Des arsenaux discrets… et peu encadrés

Malgré leur prolifération, les armes nucléaires tactiques sont paradoxalement les moins encadrées par les traités internationaux. Elles ne sont couvertes que par une série de déclarations unilatérales faites par l’ancien président américain George H. W. Bush et l’ancien secrétaire général de l’URSS Mikhaïl Gorbatchev en 1991, après la chute de l’Union soviétique. L’objectif de l’époque était d’éviter une perte de contrôle sur les milliers de têtes nucléaires disséminées sur le territoire soviétique.

Ces annonces ont mené à des retraits massifs d’armes du terrain et à leur démantèlement partiel, mais en l’absence d’un traité formel, aucun mécanisme de vérification n’a été mis en place. Cela a engendré un règne de l’incertitude. Les chiffres varient, la transparence est minimale. Les États-Unis ont achevé l’élimination de certaines catégories de TNW, tandis que la Russie a prolongé le processus jusqu’en 2004 en invoquant des contraintes budgétaires. Aujourd’hui encore, les deux pays ne communiquent pas de manière systématique sur leurs stocks.

Selon un rapport du NTI datant de 2002, ces armes constitueraient environ 30 à 40% des arsenaux américain et russe, et presque 100% des arsenaux nucléaires de la Chine, de la France, d’Israël, de l’Inde et du Pakistan.

Si les TNW n'ont jamais été utilisées depuis Hiroshima et Nagasaki, leur déploiement a été fréquent durant la guerre froide. Les États-Unis ont positionné des têtes nucléaires tactiques en Europe (Allemagne, Italie, Turquie) pour dissuader une attaque soviétique. L'URSS en a fait autant dans les pays du pacte de Varsovie (RDA, Pologne, Tchécoslovaquie).

Ces armes ont aussi été envisagées pour un usage tactique en Corée ou au Vietnam, sans jamais être employées. Le général américain Douglas MacArthur avait notamment suggéré leur utilisation en Corée – une proposition qui lui coûta son poste. Leur simple existence a pesé sur les stratégies militaires pendant plusieurs décennies.

Un risque accru de prolifération et d’emploi?

Les TNW sont peut-être plus inquiétantes que les armes stratégiques. D’abord, leur petite taille et leur transportabilité les rendent plus vulnérables au vol, au détournement ou à un usage non autorisé.

Ensuite, elles sont parfois prépositionnées sur les lignes de front, ce qui facilite une délégation d’autorité à des commandants de niveau intermédiaire en cas de guerre.
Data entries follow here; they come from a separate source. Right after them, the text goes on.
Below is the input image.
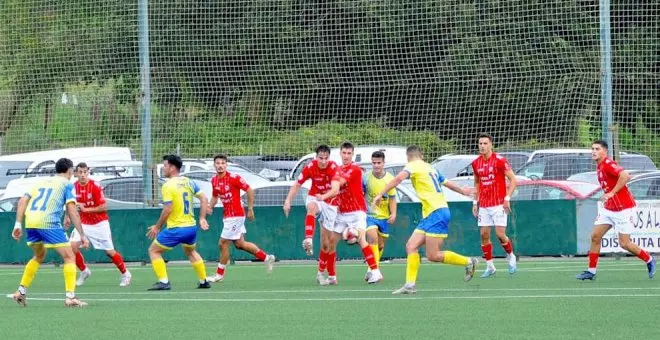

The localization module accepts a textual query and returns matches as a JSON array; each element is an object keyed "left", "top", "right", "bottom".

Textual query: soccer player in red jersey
[
  {"left": 283, "top": 145, "right": 339, "bottom": 284},
  {"left": 208, "top": 155, "right": 275, "bottom": 282},
  {"left": 575, "top": 140, "right": 655, "bottom": 280},
  {"left": 325, "top": 142, "right": 383, "bottom": 285},
  {"left": 472, "top": 134, "right": 516, "bottom": 278},
  {"left": 65, "top": 163, "right": 131, "bottom": 287}
]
Comme le souligne le NTI, leur usage est psychologiquement et militairement plus «acceptable»: dans l’esprit de certains décideurs, une bombe de 1 kilotonne pourrait avoir un rôle de détonateur stratégique sans entraîner une destruction à grande échelle.

Le think tank Atlantic Council va encore plus loin: il dénonce deux idées reçues qui affaiblissent la posture américaine. La première est que se préparer à une guerre nucléaire serait, en soi, une provocation. La seconde est que l’usage du nucléaire sur le champ de bataille est impensable. Or, ces postulats ne seraient pas partagés par les adversaires de Washington.

La prolifération silencieuse des armes nucléaires tactiques constitue l’un des angles morts de la sécurité internationale. Moins spectaculaires que les missiles balistiques intercontinentaux (ICBM) capables de traverser la planète, elles n’en sont pas moins déstabilisantes.

Dans un monde où la dissuasion nucléaire est de plus en plus intégrée aux calculs tactiques des grandes puissances, ignorer cette catégorie d’armement revient à jouer à l’autruche. Et à courir le risque qu’un jour, une «petite» bombe change irrémédiablement le cours d’une guerre… deux minutes avant minuit.